The committee's plan dedicates much of the revenue generated by the cigarette tax increase to provide services that will directly benefit smokers. Its recommendations includes providing coverage for smoking cessation medication and counseling under federally-funded health care programs including Medicare and Medicaid, funding of a national quitline through which smokers could obtain cessation medication and counseling, the launch of an ongoing national media campaign to help smokers quit, and encouragement of private health insurers to provide coverage for smoking cessation therapies. The plan also calls for a substantial new investment in research to improve the effectiveness, reach and adoption of tobacco dependence treatment and improved training and education of clinicians so they can better help their patients to successfully quit tobacco. In sum, it will make smoking cessation therapies more effective, more accessible and more affordable. Lower income individuals and certain ethnic and racial minorities, who are often targets of the tobacco industry and have the highest tobacco use rates, will benefit the most.

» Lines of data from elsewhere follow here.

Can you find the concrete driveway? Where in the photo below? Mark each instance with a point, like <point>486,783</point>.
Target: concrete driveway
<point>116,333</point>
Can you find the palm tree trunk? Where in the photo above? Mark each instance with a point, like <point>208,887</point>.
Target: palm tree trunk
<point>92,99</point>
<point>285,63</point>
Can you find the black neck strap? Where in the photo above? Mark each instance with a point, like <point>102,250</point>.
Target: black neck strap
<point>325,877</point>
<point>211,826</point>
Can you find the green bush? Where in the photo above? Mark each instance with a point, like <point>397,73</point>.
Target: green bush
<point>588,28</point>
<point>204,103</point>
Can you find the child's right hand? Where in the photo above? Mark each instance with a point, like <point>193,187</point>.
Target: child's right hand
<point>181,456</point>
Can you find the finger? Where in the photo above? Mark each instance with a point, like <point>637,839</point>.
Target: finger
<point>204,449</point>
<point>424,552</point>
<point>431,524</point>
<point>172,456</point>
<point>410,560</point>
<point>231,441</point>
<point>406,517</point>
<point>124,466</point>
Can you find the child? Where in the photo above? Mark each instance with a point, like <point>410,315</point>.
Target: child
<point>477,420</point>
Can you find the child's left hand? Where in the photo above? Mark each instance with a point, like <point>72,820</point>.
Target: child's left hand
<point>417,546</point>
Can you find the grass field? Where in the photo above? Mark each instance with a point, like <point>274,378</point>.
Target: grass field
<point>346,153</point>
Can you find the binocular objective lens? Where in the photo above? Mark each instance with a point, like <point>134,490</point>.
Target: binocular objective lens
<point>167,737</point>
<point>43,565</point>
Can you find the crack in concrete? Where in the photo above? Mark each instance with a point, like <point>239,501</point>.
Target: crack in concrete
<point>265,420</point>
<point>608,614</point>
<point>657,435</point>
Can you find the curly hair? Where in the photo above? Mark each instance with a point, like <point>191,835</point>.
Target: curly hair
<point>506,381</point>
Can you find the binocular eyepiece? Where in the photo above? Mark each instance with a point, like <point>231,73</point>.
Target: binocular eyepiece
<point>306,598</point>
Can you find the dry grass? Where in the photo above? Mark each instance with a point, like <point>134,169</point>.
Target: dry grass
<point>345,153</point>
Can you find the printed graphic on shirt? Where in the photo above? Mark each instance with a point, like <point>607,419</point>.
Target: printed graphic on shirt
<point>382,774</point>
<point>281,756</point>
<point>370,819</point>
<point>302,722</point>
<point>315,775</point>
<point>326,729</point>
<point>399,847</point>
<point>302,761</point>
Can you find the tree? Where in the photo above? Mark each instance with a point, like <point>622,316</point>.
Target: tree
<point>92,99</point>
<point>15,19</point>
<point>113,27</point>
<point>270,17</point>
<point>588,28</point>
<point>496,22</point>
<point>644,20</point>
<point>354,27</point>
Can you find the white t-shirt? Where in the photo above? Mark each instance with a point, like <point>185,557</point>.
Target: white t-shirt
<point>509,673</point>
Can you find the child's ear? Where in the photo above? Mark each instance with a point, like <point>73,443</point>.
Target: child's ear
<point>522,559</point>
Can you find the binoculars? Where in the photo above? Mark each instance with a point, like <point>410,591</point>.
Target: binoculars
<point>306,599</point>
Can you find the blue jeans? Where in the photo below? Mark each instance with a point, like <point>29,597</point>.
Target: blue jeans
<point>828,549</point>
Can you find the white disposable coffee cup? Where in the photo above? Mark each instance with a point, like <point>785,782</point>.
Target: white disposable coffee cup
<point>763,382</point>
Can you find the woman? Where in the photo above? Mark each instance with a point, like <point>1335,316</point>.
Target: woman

President Bush and Secretary Thompson have rightly recognized that preventive medicine, including reducing tobacco use, is one of the most effective strategies for improving the health of the nation. President Bush, while announcing a health and fitness initiative last July, listed not smoking as one of four simple measures that would improve the health of Americans and stated, 'Tobacco use is the single most preventable cause of death and disease in America.' In fact, tobacco use kills more than 400,000 people in our country each year, and the HHS committee report notes that, of the 50 million smokers today, researchers estimate between 15 million and 25 million will die prematurely. The HHS committee's plan has presented the Administration with a tremendous opportunity to act on its stated commitment to preventive medicine. If the Administration seizes this opportunity, it can bring about immediate and long-term reductions in the terrible toll that tobacco use takes in health, lives and money.